Most of the shots in the minor war that has ensued have been fired from a distance, in newsletters, speeches, editorials and the like.  Some also in Congress, including legislation to halt or defund the regulations, and lawmaker pleas to Secretary of Labor Thomas Perez.  A dramatic exception, perhaps worthy of comparison to a Las Vegas fight card, occurred in a hearing held June 17th by the Health, Education, Labor and Pensions (HELP) subcommittee of the House Committee on Education and the Workforce. 

That hearing bore the unambiguous title “Restricting Access to Financial Advice: Evaluating the Costs and Consequences for Working Families and Retirees.”  Unambiguous, in that it clearly expressed the organizers’ judgment that unless the proposed regulations are significantly modified, their effect will be to deny many retirement savers the guidance they critically need to prepare for life after their careers.

It might be overstatement to call the hearing and the testimony of lead witness Perez and private sector witnesses a “pitched battle.”  But some who witnessed it have characterized the testimony as intense and spirited.  As one put it, “Secretary Perez vigorously defended the proposal and the need for its adoption.” 

Secretary Perez repeated a previously-presented example of a couple that invested IRA rollover assets in an annuity investment whose fees he characterized as excessive.  He stressed that this was not illegal, because advisors in such circumstances operate under an investment “suitability” standard, rather than a best-interest fiduciary standard.  This the Secretary characterized as “flawed,” expressing his belief that the compensation interests of the advisor are almost inevitably in conflict with the best interests of the investor.

There seemed to be little disagreement on whether the best interest of the retirement saver is the appropriate standard of conduct for those who provide investment advice.  But there was little agreement that the regulatory formula proposed by the DOL can be successfully adapted to the actual investment marketplace, particularly where IRAs are concerned. 

While the proposed regulations allow variable forms of advisor compensation, they do so at the price of a binding contractual relationship – a “best interest contract” – between advisor and client.  That contract was described by Secretary Perez as necessary to enforce a best interest standard.

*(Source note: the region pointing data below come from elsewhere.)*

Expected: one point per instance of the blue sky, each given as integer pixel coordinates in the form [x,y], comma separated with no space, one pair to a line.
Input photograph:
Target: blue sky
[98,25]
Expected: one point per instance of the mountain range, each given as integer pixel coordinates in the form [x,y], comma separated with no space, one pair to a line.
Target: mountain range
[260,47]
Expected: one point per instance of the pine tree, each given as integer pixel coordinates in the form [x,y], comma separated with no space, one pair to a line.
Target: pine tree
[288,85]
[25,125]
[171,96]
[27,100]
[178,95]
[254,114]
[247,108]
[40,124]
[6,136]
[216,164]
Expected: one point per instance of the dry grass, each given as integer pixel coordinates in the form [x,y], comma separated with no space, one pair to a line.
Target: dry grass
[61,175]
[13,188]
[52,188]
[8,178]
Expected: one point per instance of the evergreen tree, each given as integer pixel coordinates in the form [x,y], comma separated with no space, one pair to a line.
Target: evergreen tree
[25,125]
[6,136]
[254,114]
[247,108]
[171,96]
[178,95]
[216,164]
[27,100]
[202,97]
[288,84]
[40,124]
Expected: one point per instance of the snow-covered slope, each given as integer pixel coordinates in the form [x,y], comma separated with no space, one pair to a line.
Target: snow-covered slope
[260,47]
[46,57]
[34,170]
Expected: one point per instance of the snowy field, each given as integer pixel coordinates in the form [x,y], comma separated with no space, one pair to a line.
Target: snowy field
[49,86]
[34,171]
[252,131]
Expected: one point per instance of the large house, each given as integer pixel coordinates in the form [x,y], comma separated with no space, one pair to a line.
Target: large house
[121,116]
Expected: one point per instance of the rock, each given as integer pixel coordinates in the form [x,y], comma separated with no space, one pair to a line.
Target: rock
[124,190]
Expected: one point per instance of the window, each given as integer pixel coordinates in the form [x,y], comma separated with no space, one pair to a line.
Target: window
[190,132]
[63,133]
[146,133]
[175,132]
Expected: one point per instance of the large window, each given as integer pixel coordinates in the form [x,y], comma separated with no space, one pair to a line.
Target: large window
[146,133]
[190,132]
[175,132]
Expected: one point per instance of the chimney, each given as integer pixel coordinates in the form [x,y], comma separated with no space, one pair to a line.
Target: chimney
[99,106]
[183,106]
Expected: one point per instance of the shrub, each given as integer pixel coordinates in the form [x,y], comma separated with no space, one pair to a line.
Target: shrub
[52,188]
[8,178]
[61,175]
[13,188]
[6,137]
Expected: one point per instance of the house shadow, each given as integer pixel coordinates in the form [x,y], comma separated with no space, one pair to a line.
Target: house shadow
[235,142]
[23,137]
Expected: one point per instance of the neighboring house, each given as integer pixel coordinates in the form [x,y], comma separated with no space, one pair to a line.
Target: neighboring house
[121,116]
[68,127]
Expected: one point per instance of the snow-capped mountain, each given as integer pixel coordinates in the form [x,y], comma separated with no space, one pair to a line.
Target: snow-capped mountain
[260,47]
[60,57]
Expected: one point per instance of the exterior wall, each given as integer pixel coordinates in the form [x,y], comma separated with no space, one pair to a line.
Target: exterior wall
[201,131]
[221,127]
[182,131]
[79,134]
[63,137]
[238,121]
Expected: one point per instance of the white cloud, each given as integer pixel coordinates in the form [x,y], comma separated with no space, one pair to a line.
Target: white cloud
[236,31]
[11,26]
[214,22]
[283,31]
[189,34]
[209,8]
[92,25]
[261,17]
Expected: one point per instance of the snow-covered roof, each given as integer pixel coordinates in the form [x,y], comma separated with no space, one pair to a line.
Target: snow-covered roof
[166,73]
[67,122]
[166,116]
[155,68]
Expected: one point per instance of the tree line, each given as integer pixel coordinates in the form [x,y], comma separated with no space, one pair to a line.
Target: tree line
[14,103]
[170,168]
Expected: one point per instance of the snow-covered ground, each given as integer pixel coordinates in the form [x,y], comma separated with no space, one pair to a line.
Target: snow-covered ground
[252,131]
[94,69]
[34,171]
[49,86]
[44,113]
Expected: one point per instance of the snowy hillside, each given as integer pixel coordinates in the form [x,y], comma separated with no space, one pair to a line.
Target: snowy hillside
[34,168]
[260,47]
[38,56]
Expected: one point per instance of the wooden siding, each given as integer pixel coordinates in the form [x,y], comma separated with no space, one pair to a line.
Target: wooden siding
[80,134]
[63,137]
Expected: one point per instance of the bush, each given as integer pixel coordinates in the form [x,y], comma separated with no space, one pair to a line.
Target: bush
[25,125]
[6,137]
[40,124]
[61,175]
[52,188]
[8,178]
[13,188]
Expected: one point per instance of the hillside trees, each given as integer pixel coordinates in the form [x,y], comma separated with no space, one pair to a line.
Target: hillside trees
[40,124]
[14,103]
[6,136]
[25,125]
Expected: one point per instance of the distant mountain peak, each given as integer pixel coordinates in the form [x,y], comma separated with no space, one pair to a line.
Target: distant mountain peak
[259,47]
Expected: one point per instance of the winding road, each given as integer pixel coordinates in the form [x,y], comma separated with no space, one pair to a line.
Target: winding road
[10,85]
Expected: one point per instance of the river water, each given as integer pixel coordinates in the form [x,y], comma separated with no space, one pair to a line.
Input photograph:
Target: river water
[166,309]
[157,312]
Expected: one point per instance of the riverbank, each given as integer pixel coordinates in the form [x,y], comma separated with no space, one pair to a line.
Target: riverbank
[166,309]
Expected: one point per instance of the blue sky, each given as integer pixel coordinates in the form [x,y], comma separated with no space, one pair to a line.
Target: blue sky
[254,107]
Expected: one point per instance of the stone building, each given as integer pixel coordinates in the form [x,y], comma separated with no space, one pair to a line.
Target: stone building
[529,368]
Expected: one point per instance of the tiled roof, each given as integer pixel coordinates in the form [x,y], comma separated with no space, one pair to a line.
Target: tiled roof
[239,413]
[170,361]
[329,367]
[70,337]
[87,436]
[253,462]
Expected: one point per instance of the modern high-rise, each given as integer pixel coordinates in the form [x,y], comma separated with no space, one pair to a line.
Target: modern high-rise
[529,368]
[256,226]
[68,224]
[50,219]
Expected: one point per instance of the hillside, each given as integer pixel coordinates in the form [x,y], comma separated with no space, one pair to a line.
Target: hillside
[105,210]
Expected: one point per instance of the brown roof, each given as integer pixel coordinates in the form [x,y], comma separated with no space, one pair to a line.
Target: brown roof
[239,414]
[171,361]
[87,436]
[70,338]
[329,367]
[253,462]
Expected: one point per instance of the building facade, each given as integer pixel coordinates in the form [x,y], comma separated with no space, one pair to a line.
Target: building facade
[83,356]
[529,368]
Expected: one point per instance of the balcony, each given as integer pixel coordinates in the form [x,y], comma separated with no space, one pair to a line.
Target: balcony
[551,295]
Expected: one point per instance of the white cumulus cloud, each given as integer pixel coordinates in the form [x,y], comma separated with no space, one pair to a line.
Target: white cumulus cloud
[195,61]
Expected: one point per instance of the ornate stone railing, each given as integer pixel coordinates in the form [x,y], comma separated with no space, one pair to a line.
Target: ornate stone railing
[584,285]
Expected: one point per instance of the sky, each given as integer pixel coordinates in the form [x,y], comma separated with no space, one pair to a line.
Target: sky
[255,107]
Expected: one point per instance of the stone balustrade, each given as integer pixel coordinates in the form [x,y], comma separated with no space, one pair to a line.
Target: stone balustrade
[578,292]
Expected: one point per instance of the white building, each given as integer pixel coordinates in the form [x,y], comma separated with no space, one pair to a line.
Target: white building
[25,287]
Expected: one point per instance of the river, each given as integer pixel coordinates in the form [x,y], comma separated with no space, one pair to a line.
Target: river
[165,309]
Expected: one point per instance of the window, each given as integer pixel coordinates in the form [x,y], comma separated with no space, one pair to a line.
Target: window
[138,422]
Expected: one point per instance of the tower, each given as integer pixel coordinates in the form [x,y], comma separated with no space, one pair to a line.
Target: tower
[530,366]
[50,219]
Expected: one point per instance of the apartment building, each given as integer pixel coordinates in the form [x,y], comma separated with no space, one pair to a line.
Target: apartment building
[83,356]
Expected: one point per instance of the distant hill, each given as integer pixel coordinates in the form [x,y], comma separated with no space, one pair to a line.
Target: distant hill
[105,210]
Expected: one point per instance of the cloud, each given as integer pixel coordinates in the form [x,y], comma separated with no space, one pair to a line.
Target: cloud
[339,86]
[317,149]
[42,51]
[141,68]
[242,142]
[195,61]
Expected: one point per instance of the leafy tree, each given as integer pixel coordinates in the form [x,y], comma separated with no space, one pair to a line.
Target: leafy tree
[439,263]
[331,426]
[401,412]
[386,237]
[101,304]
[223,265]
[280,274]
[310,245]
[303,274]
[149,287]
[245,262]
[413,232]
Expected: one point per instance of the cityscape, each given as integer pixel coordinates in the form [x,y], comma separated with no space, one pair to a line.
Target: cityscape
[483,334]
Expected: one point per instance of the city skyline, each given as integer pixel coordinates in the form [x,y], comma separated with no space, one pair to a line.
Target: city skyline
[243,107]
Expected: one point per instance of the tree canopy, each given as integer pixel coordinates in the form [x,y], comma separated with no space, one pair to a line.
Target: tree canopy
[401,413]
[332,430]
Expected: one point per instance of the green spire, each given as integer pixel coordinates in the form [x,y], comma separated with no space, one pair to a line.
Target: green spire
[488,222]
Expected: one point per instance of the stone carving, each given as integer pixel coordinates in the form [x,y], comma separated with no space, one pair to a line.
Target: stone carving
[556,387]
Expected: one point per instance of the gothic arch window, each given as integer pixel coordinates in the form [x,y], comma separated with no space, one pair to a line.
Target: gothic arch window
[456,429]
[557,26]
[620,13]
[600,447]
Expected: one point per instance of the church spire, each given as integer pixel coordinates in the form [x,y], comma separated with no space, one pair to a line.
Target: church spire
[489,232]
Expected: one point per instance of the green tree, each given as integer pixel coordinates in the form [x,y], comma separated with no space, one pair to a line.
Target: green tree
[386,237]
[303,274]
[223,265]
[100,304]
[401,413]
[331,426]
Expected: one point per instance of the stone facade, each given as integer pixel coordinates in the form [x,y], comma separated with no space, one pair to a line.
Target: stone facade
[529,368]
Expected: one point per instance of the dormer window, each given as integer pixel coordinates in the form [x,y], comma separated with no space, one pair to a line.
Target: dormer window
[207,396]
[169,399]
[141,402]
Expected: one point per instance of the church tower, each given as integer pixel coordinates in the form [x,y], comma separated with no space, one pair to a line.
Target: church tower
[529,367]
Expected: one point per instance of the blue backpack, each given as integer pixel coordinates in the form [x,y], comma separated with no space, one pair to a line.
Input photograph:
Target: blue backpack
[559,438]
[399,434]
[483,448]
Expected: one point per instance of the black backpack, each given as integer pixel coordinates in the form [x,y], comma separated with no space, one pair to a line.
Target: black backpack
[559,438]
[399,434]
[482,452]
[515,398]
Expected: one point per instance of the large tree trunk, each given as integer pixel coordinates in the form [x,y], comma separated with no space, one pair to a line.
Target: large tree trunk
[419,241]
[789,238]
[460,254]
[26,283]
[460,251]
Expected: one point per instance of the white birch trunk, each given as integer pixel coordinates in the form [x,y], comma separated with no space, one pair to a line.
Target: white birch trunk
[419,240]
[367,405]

But a number of witnesses believe that the proposed regulations are unclear in defining just when in the advisor-client relationship this contract would be necessary, and fear that those who do not want to become fiduciaries will stop short of giving savers even basic investment education, to avoid being ensnared in a fiduciary net.    

Secretary Perez expressed his belief that these proposed regulations do a much better job than the long-since-withdrawn 2010 regulations in carving out and allowing advisors to provide investment education without giving themselves fiduciary liability.  But there was significant disagreement from other witnesses, to which Secretary Perez sharply asked for “chapter and verse” language on how they would improve it. 

Witnesses also expressed the belief that the best-interest contract, now commonly referred to as “BIC,” and the education-versus-advice conundrum, together will lead to more litigation in the form of breach-of-contract lawsuits.  To which the Secretary responded that binding arbitration language in the proposed regulations was intended to resolve such conflicts.  Many advisors, however, are unlikely to be cheered by the prospect of arbitration any more than they would welcome litigation.  Both have costs in time, expense, and uncertain outcomes.


As summers always seem to do, this one is flying by.  The deadline for submitting written comments on these proposed regulations, July 21st, is already upon us.  It’s now less than a month to the public hearing scheduled for August 10th through 12th, with an additional day in case it is needed.  Based on the combativeness we have seen so far, it would surprise no one if this bout goes that extra round.